Have you ever seen a work of art and thought it so beautiful you wish you could wear it? Thanks to sisters Claudia and Flavia Giardinella’s new fashion line, Artteca, now you can.
Many clothes people wear are beautiful — almost artistic pieces on their own. However, it's rare that you get to wear an actual piece of art. The local clothing company does just that in the form of scarves, tops, and other wearable gear.
Flavia studied art in college, and upon graduation, she wanted to do something other than work at a gallery. She wanted to work directly with artists. In 2015, she brought onboard her sister Claudia, and together they created Artteca.
Although they manufacture the clothes in Los Angeles, where Flavia lives, New Times got to hang out in the Miami office with Claudia, who is stationed locally. “The point of Artteca is to bring the feeling of buying art to the fashion industry. Everything we make is exclusive and comes in a limited quantity just like an art print. It’s wearable art!” she says.
To find artists they want to work with, they scour museum fairs and art galleries. They look for artists with a cool aesthetic who are relatively new yet are established enough to be represented by art galleries. Then they form a consultant group comprising gallery owners and authorities within the art world to choose those whom they want.
The process feels very much like that of commissioning an art piece, with few artists making the cut. “When we finalize the list, we then make a print from the original work and turn it into clothing,” Claudia explains.
The sisters are of Venezuelan descent, and Claudia says it’s very important to them to acknowledge their Hispanic roots through the artists they work with while still exposing their clients to a wide variety of works.
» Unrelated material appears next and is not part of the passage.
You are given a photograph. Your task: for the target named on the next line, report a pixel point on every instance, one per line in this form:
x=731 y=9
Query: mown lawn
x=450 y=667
Currently, they are working with 11 artists who are an equal mix of American and Hispanic. Among them are famed Cuban artist Rubén Torres Llorca, Mexico's Gonzalo Fuenmayor, and Augustus Francis, son of the renowned Sam Francis.
They don’t just work with canvas art; they create sculptures and other pieces too, making what they offer intricate in many ways. Each wearable art piece comes with a certificate of authenticity. For example, if an artwork is made into a scarf, it won’t be replicated in any other garment.
Claudia says that in the future, she and Flavia hope to continue expanding and work with more artists and maybe even open a storefront boutique. Pieces range from $160 to $290 and can be purchased at artteca.com.